Una mujer granadina que entonces tenía 35 años, Antonia G., alumbró a su hija unos veinte días antes de lo previsto. La niña llegaba al mundo en diciembre de 2007 en el Hospital Materno Infantil de la capital. La madre asegura que el parto fue natural y que se desarrolló con normalidad. A las pocas horas de su nacimiento los médicos alertaron de una metabolopatía, que hizo necesario su ingreso en el área de cuidados básicos.
Les comunicaron que no asimilaba la glucosa y que, por ello, eran pertinentes estos cuidados específicos. Sin embargo, cuenta Antonia, a las 23 horas de nacer los facultativos les informaron de la muerte de su pequeña: "Hubo un error, a mi hija le inyectaron el alimento en vena", asegura.
"El hospital –lamenta– reconoció el error, pero nos aseguraron que no era la causa de la muerte". A pesar de la presunta negligencia, el centro no aclaró las causas del fallecimiento: "Nunca nos dijeron de qué había muerto".
La autopsia, según afirma, no reveló nada anormal. "No sabemos qué sucedió. El hospital nos dijo que el error en la administración del alimento no le benefició, pero tampoco la mató".
Asegura que en la historia clínica de su bebé aparece reseñado el error, aunque "no reconocen nada más". La madre sostiene que la enfermera que cometió esta presunta negligencia médica no recibió ninguna sanción por parte de la dirección del hospital. "Desconozco si sigue en el centro, pero sí sé que no tuvo consecuencias para ella".

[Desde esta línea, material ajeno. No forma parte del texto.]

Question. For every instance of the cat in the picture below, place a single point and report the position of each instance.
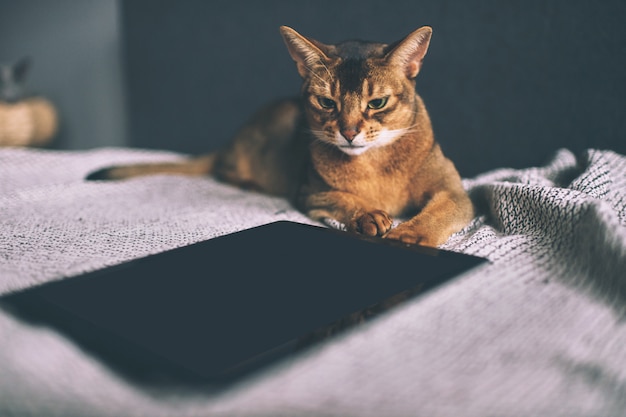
(356, 147)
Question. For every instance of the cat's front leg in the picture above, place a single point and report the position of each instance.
(446, 213)
(352, 211)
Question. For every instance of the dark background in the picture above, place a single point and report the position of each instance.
(506, 83)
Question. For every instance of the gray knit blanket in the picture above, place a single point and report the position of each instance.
(539, 331)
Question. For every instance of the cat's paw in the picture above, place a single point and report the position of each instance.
(412, 234)
(372, 223)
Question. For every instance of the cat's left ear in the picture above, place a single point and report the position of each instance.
(410, 51)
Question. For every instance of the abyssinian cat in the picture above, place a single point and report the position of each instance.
(356, 147)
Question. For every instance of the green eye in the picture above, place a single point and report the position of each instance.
(326, 103)
(377, 103)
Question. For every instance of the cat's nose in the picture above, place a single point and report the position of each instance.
(349, 133)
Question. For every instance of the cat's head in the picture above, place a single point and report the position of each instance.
(12, 80)
(359, 95)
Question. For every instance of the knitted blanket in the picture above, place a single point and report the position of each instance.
(539, 331)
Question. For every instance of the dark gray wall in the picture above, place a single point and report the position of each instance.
(506, 83)
(75, 49)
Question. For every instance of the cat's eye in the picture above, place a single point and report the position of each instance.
(377, 103)
(326, 103)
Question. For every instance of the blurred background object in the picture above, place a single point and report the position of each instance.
(25, 120)
(506, 83)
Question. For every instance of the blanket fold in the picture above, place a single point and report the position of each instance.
(537, 332)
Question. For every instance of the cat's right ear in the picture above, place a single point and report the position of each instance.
(306, 53)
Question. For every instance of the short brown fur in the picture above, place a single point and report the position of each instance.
(356, 147)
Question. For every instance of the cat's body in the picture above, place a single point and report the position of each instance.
(356, 147)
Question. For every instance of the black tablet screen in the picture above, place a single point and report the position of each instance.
(223, 306)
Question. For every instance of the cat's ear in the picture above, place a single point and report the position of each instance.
(307, 53)
(410, 51)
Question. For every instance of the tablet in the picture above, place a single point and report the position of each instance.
(218, 309)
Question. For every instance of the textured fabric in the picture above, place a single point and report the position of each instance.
(539, 331)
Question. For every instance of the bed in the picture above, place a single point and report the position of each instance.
(538, 331)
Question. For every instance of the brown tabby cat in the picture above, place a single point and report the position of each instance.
(356, 147)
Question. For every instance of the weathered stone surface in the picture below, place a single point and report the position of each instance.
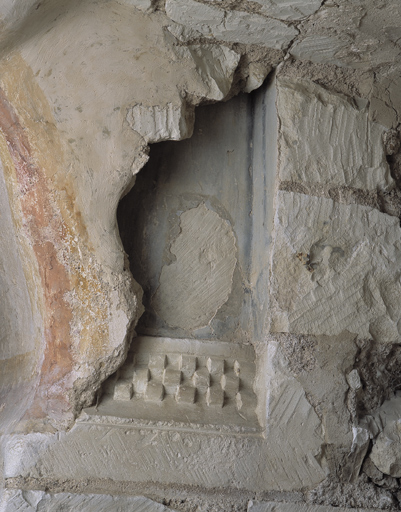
(199, 281)
(365, 39)
(289, 10)
(215, 67)
(342, 146)
(161, 123)
(255, 506)
(69, 127)
(40, 501)
(331, 265)
(386, 451)
(231, 26)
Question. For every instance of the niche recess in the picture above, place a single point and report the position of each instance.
(196, 227)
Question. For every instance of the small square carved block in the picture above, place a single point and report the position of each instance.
(215, 396)
(201, 379)
(171, 380)
(140, 380)
(154, 392)
(123, 390)
(230, 383)
(187, 365)
(157, 364)
(186, 395)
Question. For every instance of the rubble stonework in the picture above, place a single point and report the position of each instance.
(209, 324)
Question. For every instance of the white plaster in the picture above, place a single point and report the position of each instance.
(199, 281)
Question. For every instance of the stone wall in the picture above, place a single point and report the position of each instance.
(222, 330)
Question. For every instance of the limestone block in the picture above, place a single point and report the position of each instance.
(364, 41)
(215, 66)
(154, 392)
(231, 26)
(186, 395)
(354, 380)
(35, 501)
(215, 366)
(141, 379)
(328, 139)
(386, 451)
(171, 380)
(157, 364)
(257, 72)
(199, 281)
(123, 390)
(142, 5)
(351, 253)
(187, 365)
(255, 506)
(289, 10)
(230, 382)
(215, 396)
(201, 379)
(157, 123)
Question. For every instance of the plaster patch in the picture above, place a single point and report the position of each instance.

Rayan. Hace poco menos de un mes los padres del bebé fallecido en el Materno Infantil de la capital vieron a través de la televisión una noticia que los devolvió a momentos muy duros y que los reafirmó en su sospecha de que su pequeña pudo fallecer a consecuencia de un presunto error médico: Rayan, el bebé de la primera víctima de la gripe A en España, perdía la vida después de que una enfermera le administrara alimento por vía intravenosa. Fue entonces, recuerda Antonia, cuando escucharon a un médico asegurar que esta práctica suponía " muerte por necesidad". La madre decidió ponerse en contacto con la Asociación El Defensor del Paciente. "Le envié a Carmen Flores –presidenta de la organización– un correo electrónico para hacerle saber que el de Rayan no era el único caso que se había producido en el país", destaca la mujer.
Carmen Flores remitió la información a la Fiscalía Superior de Andalucía, que finalmente ha decidido abrir diligencias de investigación penal tras conocer el testimonio de la madre.
Los padres mantienen que, aunque ya ha prescrito la vía administrativa al haber transcurrido más de un año desde que se produjeron los hechos, si la investigación abierta por el fiscal determina que hubo una negligencia médica "seguiremos adelante por la vía penal".
"Sólo queremos que alguien ajeno a todo nos diga si la muerte de nuestra hija fue o no una negligencia médica", concluye la madre.